Lang lebe die Schurkin?
„Als wir noch klein waren, haben wir einander Geschichten erzählt. Dann wurde ich krank und hatte Angst einzuschlafen, weil ich befürchtete nicht mehr aufzuwachen. Ich konnte nur schlafen, wenn ich mir ...
„Als wir noch klein waren, haben wir einander Geschichten erzählt. Dann wurde ich krank und hatte Angst einzuschlafen, weil ich befürchtete nicht mehr aufzuwachen. Ich konnte nur schlafen, wenn ich mir sagte, dass sie ihren Kindern im Fall meines Todes von mir erzählen würde. Dann wäre ich zwar nicht mehr als eine Geschichte, aber das war besser als nichts. Niemand lebte ewig, aber eine Geschichte kann überdauern. Nur dank der Geschichten habe ich überlebt. Wenn ich ums Weiterleben kämpfe, sage ich mir immer: Das wird eine tolle Geschichte, die ich meiner Schwester erzählen kann. Bestimmt wird es ihre Lieblingsgeschichte. Die beste Geschichte, die sie je gehört hat.“ (S. 258-259)
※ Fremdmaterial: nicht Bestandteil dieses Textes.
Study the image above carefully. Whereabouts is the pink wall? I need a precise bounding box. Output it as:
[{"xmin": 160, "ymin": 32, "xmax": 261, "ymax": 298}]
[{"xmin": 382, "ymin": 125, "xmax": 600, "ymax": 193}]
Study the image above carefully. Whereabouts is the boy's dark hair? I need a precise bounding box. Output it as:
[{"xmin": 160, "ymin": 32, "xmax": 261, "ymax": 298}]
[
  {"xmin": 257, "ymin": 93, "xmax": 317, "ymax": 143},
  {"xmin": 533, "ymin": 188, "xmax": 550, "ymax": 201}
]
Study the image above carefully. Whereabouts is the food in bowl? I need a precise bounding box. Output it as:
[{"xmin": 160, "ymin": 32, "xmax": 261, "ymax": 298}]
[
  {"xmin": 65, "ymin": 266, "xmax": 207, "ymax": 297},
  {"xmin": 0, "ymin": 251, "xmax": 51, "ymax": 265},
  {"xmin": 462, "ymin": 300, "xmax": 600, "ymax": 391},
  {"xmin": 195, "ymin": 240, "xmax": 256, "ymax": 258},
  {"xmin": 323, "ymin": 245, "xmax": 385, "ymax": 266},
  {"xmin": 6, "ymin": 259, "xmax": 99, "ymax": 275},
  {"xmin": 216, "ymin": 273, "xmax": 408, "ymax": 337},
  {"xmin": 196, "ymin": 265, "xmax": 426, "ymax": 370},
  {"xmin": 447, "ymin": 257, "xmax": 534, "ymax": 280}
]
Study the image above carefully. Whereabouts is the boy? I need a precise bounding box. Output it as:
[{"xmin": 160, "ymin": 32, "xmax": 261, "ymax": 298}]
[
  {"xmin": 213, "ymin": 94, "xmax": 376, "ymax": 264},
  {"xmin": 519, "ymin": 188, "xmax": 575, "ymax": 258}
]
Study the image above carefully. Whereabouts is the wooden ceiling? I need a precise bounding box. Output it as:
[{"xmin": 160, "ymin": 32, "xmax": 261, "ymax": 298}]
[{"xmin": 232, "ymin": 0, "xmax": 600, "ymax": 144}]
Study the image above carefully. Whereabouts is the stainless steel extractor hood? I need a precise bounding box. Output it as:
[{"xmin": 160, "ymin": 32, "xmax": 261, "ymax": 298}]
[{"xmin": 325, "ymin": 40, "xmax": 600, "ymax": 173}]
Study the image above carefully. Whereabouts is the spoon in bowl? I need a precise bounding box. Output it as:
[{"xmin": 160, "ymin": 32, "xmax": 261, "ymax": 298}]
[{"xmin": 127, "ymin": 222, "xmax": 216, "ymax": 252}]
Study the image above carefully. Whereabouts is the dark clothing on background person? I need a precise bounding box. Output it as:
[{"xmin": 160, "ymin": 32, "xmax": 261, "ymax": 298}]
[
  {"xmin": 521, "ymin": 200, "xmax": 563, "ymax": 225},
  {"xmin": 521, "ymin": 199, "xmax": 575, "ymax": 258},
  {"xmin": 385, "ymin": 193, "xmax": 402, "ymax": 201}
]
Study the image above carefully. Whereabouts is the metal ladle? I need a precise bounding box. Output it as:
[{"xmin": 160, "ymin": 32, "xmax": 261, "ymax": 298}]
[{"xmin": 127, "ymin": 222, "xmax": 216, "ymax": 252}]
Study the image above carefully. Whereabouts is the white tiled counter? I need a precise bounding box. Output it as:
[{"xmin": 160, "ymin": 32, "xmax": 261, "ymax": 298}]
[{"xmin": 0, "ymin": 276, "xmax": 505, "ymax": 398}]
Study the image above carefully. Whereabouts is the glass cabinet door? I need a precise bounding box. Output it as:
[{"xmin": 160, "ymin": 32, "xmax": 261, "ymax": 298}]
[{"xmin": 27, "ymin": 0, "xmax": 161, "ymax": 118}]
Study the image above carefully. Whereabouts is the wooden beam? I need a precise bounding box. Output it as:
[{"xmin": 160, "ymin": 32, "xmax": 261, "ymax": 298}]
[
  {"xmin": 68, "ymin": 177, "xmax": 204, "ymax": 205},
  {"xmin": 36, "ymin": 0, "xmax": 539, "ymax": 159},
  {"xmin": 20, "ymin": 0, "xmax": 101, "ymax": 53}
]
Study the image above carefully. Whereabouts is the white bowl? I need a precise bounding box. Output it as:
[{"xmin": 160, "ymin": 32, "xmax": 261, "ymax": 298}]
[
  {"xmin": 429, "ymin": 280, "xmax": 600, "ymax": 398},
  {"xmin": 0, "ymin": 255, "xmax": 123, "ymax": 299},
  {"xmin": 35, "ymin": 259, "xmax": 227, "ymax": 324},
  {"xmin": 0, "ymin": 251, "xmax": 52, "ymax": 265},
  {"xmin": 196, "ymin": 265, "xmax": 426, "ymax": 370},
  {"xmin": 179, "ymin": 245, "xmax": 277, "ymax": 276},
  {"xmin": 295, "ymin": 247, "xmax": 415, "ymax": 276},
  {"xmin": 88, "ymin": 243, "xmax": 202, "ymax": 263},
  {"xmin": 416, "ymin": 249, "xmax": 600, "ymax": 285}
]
Wow. Bei diesem Buch weiß ich gar nicht wo ich anfangen soll. Es gibt soviel zu sagen, was den Umfang dieser Rezension allerdings sprengen würde, deshalb versuche ich meine Gedanken zu sortieren und die wichtigsten Punkte hervorzuheben ohne dabei genauer auf die Handlung einzugehen.
Die todkranke Rae bekommt die Möglichkeit in ihr Lieblingsfantasybuch zu reisen. Welcher begeisterte Leser hat solche Gedanken nicht schon einmal gehegt? Eintauchen in die Buchwelt, den Lieblingscharakteren begegnen, die einem so vertraut sind und seinen Buchschwarm leibhaftig gegenüberstehen? Für Rae wird dies alles Realität, als ihr eine seltsame Frau im Krankenhaus begegnet, welche ihr einen Pakt anbietet, sie wird leben, wenn sie die Blume von Leben und Tod rechtzeitig pflückt, sobald diese einmalig blüht.
Die Figuren sind ein absolutes Highlight der Geschichte, liebevoll ausgearbeitete Charaktere in einem epischem Fantasysetting. Mein persönlicher Favorit war der mörderische Palastwächter Key, dann gibt es unter anderem noch die verrückte Zofe Emer, die liebliche Lia, die Geschichtenliebende goldene Kobra, den selbstverliebten König und den kalten wortkargen Marius Valerius.
Eine spannende Mischung aus Schurken, zweifelhaften Helden und bissigen Dialogen macht das Buch zu etwas ganz Außergewöhnlichem. Besonders gefallen hat mir die originelle Idee, eine Mischung aus Metafiktion und Fantasy, verwobenen in einem besonders schönen, gehaltvollen und sehr gehobenen Schreibstil, der wohl angemerkt nicht für jeden etwas ist.
Als Leser ist es spannend zu sehen, wie sich das Gefüge der Buchwelt durch Raes Entscheidungen verändert. Die Figuren die eigentlich wie Marionetten reagieren sollten, entwickeln plötzlich ein Eigenleben und die Grenzen zwischen Gut und Böse verschwimmen.
Ein besonderer Reiz beim Lesen entsteht durch die Prämisse, das Rae in die Rolle der Schurkin schlüpft und durch egoistisches Verhalten ihr eigenes Überleben sichern will.
Das Buch erhält aufgrund kleinerer Schwächen von mir einen halben Stern Abzug, da die Autorin sich zu sehr in den Nebenschauplätzen verliert, dadurch weist die Geschichte einige unnötige Längen auf und schafft mehr Verwirrung als Klarheit. (Teilweise wurde daraus eine Abschweifung von den Abschweifungen…XD)
Insgesamt gefiel mir das Buch aber richtig gut. Ich mochte den eloquenten Schreibstil, sowie die Schwärmerei und den Fokus auf die Charaktere und das forcieren der moralischen Grauzonen.
Ich würde dieses Buch älteren Lesern empfehlen, die eine originelle Idee schätzen, sowie komplexe Charaktere, unerwartete Wendungen und einem anspruchsvollen Schreibstil gegenüber nicht abgeneigt sind.